長谷川素逝、橋本鶏二に師事し「ホトトギス」俳句の骨法を習得するが、何かものたりない。俳句の方向性に悩んだ末、22歳のとき、山口誓子の作品や選句幅の広さに魅かれて入門を決意する。そして伊勢天ヶ須賀で保養中の誓子を訪れたのが、運命の出会いとなった。
昭和23年に誓子の「天狼」が創刊されるとさっそく参加し、同年6月号で〈汗の馬芒のなかに鏡なす〉などが初巻頭を得る。
当時、誓子の「酷烈なる俳句精神」を標榜する「天狼」は文学青年たちの憧れの俳誌だった。同年、木枯は遠星集の上位をほとんどの号で占め、翌年も巻頭を飾っている。どれだけ青年たちの羨望と嫉妬を掻き立てたことだろう。
掲句は、「天狼」時代の作品を集めた『汗馬楽鈔』(1988年)に収められている。
揚羽蝶が広い野原を鋭い翅使いで飛翔している。見渡せば野の果てなる地平線は青空と接しており、大きな時空を目の当たりにする。揚羽蝶の荒々しさならば、「天」にまで至ることができるかもしれない。
だが作者は「揚羽蝶」ではなく「野」が「天にいでやすく」と描いてみせた。もちろん作者のイマジネーションの領域なのだが、具象性が強いので、読者はやすやすと木枯の術中にはまってしまう。
なるほど「野」は「天」とつながっており、浮力をつけたならば大地は羽ばたくかもしれない。地球そのものが、宇宙と渾然一体となってしまいそうな巨視的発想だ。
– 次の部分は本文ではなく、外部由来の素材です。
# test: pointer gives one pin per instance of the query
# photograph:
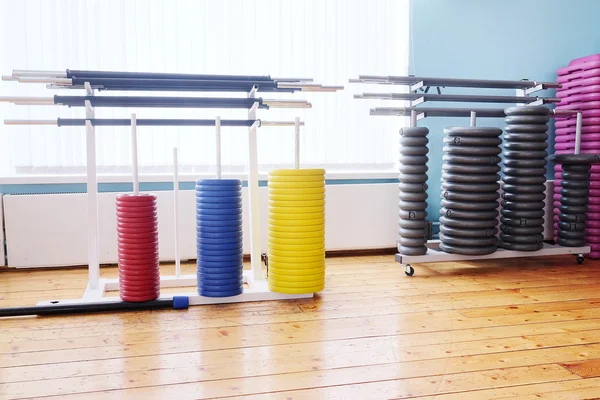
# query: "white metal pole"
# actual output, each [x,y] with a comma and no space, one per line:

「天狼」時代初期から木枯は「虚」の世界をリアリティをもって捉えることに熱中していたと分かる。また後年、木枯はさまざまないきものたちを陰陽師の式神のごとく使役したが、ここでも好みのモチーフ「蝶」をうまく働かせている。「蝶」は魂やエロスばかりでなく、超現実的な内容を象徴する。この句の「蝶」は「野」に現実の影も落とさず、未練も見せず「天」へとはるかに飛び去って行くのだ。